Como se produz um Nelson Mandela?

O que deve existir no cenário político, na cultura, na economia e nas conflagrações societárias do atual para vermos o surgimento de um tipo paradigmático como Nelson Mandela?

Como deve estar o tempo? Quais as principais estações climáticas para seu surgimento? Que melodias devem embalar o nascimento de um outro Mandela? Devemos ouvir Beethoven, Bach, Strauss, Wagner? Que poemas devemos ler para que nasçam mais Mandelas? Quais as mãos para cunhar a face do mestre? Michelangelo? Rafael? Donatello? El Greco?

E sua tez? Deve ser pintada por qual gênio da arte? Da Vinci? Tintoretto?

Que rosas e lírios devemos plantar em nossos quintais, jardins e alamedas para que Mandela, de novo, nasça?

Quais devem ser as combinações das estrelas e das constelações? Qual deve ser o alinhamento lunar propicio? Qual a velocidade do vento? Qual a umidade absoluta e relativa do ar e como devem estar as bolsas de valores? Em alta, baixa, em seus pontos médios?

Para que nasça um novo Mandela o que devemos fazer?

Duas guerras mundiais? Governos fascistas pela Europa? Inventar mais um apartheid? Como devem estar os países e seus exércitos? Como devem se encontrar as fronteiras nacionais e internacionais? Como deve estar a produção alimentar e a distribuição desses mesmos alimentos?

Para que nasça mais um Mandela, quantas crianças devem nascer ou morrer de fome, de tifo ou de desnutrição?

Quantos negros devem ser assassinados na periferia, na cela ou na favela? E cadê o Amarildo?

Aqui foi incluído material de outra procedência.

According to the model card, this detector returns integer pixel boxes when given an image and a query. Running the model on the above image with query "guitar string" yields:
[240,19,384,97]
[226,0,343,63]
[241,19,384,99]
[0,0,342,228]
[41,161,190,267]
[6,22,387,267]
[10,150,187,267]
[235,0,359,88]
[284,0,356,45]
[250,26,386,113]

Quantas negras deverão ser estupradas e prostituidas, vendidas ou escravizadas? Quantos trabalhadores rurais devem perder suas terras? Quantas chacinas devem acontecer, quantos rios, ribeirões e regatos devem ser envenenados para que venha mais um Mandela? Quantos quilômetros de cerrados ou savanas devem ser extintos para dar lugar a um amontoado de monoculturas e que farão dinheiro para grupinhos de gente de cor branca e engravatada?

E na América Latina? Quantas ditaduras devem ser necessárias do lado de cá do Atlântico para que, do lado de lá, nasça mais um Mandela?

Quantos paus de arara, quantos choques, desparecidos e amputados são necessários para que na mãe África, arrebente só mais um Mandela?

E na África, na linda e soberba África, quantas colônias devem ser erguidas ou reerguidas para a rebeldia que irá gerar o mestre? Quantos navios negreiros fazem um Mandela? Com quantas chibatadas fazemos um Mandela? Quantos rostos, pernas e costas devem ser ferrados para cunhar um líder como Mandela?

E nós, africanos deste Brasil confuso, quantos quilombos devemos fazer? Quantos zumbis devem rebelar-se e quantos levantes devemos pipocar para tecermos um Mandela?

Como fazemos para termos um novo Mandela? Melhor não…

Descanse Mestre! 

Ângelo Cavalcante – Economista e Cientista Político. É professor da Universidade Estadual de Goiás (UEG).